Welcome to Illinois
This marker is on US45 North of the town of Brookport, across the river from Paducah, KY. Prior to the I-24 bridge, US45 and its bridge over the Ohio River was the main road into this part of Illinois.
Illinois Department of Transportation and The Illinois State Historical Society
In 1673 the areas of the Mississippi and Illinois Rivers were explored by Frenchman Louis Jolliet and Father Jacques Marquette. Their voyages resulted in French claims on the area until 1763 when, by the Treaty of Paris, France ceded the land to Great Britain. During the Revolution the Illinois Territory was won for the Commonwealth of Virginia by George Rogers Clark and his army. In 1784 it became part of the Northwest Territory and on December 3, 1818 Illinois entered the Union as the twenty-first state.
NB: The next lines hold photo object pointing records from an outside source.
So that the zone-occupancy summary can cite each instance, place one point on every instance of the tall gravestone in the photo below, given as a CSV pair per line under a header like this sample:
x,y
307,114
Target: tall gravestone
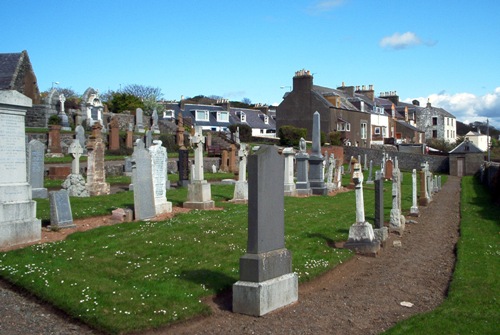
x,y
142,178
18,223
159,171
199,191
267,281
302,186
289,182
61,215
316,177
96,170
361,236
241,186
36,169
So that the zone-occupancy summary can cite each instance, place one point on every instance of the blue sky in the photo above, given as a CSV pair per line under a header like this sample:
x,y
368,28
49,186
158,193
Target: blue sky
x,y
445,51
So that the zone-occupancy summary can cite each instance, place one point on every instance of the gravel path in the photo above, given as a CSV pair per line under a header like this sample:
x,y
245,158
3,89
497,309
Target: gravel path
x,y
362,296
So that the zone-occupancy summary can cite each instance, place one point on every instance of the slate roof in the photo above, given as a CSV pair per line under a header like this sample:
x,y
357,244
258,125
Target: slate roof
x,y
8,66
466,147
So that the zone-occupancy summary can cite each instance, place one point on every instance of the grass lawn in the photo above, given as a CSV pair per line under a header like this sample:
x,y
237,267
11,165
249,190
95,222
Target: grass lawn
x,y
472,305
141,275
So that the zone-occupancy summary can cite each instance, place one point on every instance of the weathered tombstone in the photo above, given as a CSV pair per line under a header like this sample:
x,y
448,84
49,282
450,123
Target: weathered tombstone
x,y
414,208
370,173
75,183
199,191
316,178
302,186
60,210
289,154
18,223
142,178
36,170
96,171
114,134
389,167
159,170
139,126
154,125
241,186
267,281
361,236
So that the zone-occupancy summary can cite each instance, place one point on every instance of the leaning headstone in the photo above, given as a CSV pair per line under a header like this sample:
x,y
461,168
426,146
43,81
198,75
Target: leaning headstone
x,y
142,178
302,186
414,208
267,281
36,170
316,178
60,210
96,170
361,236
289,183
18,223
199,191
75,183
240,195
139,126
159,171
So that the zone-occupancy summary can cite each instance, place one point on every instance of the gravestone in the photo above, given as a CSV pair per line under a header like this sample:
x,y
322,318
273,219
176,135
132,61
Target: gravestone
x,y
139,126
361,236
199,191
18,223
414,208
241,186
267,281
142,178
159,171
289,154
302,186
96,170
36,169
370,173
316,178
75,183
60,210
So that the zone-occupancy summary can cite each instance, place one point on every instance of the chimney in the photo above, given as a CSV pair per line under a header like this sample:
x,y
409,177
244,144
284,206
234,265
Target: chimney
x,y
302,81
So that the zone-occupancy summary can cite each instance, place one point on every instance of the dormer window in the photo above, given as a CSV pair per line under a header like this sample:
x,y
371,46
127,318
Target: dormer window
x,y
201,115
222,116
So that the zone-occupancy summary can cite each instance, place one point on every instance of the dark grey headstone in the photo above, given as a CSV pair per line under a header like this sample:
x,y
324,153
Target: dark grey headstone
x,y
60,209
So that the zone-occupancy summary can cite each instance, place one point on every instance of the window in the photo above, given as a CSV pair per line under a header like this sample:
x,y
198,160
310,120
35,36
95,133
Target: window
x,y
364,130
222,116
343,126
201,115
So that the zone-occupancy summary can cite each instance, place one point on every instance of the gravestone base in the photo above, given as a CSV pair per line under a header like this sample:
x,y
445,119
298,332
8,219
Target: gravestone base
x,y
240,193
199,196
381,235
39,193
362,239
260,298
414,211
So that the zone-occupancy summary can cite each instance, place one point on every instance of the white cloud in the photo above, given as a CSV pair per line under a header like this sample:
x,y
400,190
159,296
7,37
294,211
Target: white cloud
x,y
325,6
467,107
400,41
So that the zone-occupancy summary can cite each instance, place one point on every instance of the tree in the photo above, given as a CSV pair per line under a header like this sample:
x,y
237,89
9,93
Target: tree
x,y
120,102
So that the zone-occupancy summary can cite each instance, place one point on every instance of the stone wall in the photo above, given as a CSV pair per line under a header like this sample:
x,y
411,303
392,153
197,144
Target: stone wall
x,y
407,161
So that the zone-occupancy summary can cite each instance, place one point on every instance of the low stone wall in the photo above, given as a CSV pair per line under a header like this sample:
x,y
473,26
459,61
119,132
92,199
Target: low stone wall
x,y
407,161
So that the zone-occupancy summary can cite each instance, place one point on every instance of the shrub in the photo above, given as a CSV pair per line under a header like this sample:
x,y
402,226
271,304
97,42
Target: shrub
x,y
290,135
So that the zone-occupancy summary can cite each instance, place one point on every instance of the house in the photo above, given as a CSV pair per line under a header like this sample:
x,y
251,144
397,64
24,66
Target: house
x,y
16,73
465,159
337,113
480,140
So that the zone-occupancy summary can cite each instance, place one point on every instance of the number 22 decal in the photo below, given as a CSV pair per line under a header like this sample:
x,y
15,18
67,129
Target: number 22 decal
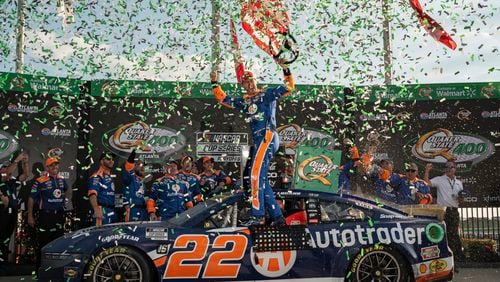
x,y
215,268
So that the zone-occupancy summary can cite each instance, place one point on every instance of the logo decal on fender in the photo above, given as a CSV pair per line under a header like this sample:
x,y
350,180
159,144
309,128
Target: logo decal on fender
x,y
430,252
273,264
437,266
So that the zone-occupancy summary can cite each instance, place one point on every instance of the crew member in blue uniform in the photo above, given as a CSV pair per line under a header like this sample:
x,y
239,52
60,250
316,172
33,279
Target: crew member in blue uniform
x,y
405,189
212,180
170,195
9,187
101,192
193,180
49,195
260,109
134,189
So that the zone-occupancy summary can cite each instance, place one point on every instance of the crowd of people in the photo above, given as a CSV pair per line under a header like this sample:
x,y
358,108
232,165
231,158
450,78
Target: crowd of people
x,y
382,183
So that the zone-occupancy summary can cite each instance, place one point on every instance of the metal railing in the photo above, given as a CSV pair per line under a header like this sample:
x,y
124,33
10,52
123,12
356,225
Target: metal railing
x,y
480,223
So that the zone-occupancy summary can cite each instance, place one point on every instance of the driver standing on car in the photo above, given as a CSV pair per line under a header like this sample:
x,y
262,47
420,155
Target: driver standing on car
x,y
170,195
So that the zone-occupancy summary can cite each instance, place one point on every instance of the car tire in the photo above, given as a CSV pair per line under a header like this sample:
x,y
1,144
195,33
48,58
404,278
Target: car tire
x,y
378,263
119,263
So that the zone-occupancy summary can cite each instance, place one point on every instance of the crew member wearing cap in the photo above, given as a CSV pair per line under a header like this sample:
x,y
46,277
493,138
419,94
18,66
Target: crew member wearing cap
x,y
186,174
101,192
134,188
449,194
48,194
409,188
170,195
212,180
9,203
260,109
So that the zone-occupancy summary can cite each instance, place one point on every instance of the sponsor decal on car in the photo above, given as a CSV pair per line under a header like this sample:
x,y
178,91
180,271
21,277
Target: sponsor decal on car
x,y
119,237
273,264
431,252
157,233
348,237
437,266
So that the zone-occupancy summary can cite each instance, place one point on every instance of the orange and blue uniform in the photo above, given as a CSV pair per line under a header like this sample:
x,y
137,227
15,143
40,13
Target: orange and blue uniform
x,y
194,184
170,195
102,185
260,112
211,180
48,193
133,194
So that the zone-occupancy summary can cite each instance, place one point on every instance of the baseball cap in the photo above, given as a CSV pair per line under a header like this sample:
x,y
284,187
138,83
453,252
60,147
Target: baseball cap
x,y
247,74
186,158
107,155
51,161
207,159
5,164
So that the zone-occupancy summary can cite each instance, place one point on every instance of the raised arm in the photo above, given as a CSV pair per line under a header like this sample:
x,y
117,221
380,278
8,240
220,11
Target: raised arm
x,y
289,83
222,97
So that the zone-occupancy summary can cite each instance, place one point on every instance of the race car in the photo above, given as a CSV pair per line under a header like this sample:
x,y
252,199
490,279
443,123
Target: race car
x,y
327,237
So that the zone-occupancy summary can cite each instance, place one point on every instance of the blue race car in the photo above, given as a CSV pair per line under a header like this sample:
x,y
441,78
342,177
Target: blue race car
x,y
327,237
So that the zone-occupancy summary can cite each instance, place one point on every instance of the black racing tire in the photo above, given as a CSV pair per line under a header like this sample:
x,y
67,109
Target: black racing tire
x,y
378,263
119,263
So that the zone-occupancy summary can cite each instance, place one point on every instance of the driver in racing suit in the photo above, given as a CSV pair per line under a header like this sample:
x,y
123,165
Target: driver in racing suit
x,y
260,109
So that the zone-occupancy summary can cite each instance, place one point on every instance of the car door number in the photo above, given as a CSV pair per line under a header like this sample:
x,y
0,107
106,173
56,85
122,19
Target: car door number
x,y
217,264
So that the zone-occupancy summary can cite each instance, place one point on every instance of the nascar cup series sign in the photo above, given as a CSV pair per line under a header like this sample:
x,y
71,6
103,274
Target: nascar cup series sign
x,y
8,144
442,145
152,143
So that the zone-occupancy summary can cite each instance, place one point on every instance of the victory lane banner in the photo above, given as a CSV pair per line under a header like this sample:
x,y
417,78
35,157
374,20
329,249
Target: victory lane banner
x,y
422,132
316,169
222,146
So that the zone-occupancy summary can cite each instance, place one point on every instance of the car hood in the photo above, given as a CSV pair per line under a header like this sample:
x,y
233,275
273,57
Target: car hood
x,y
87,239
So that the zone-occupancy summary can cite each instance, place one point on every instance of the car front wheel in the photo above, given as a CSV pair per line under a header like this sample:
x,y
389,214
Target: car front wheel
x,y
118,263
378,263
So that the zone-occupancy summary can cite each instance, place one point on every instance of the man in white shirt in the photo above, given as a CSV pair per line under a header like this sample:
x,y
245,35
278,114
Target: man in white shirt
x,y
448,195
US Route 45 enters Illinois at Brookport proceeding north past the site of Fort Massac, built by the French in 1757, rebuilt by Americans in 1794. It continues north and east through Harrisburg and through the oil fields of Wayne and Clay Counties. Near Mattoon the Wisconsin glacier stopped its southern movement. Route 45 bisects the twin cities of Champaign and Urbana, site of the University of Illinois. Kankakee lies along the route and was the site of early French-Canadian migration. North of Kankakee US 45 passes east of the Jolliet Arsenal which has supplied munitions to the military since 1941. The route skirts Chicago passing through its western suburbs. Route 45 eventually exits Illinois east of Antioch. Along its approximate 230 mile journey through Illinois, Route 45 passes through twenty of the state's 102 counties and eight county seats. Geographically the route begins on a plane roughly equal to Kitty Hawk, North Carolina and ends on a plane north of New York City.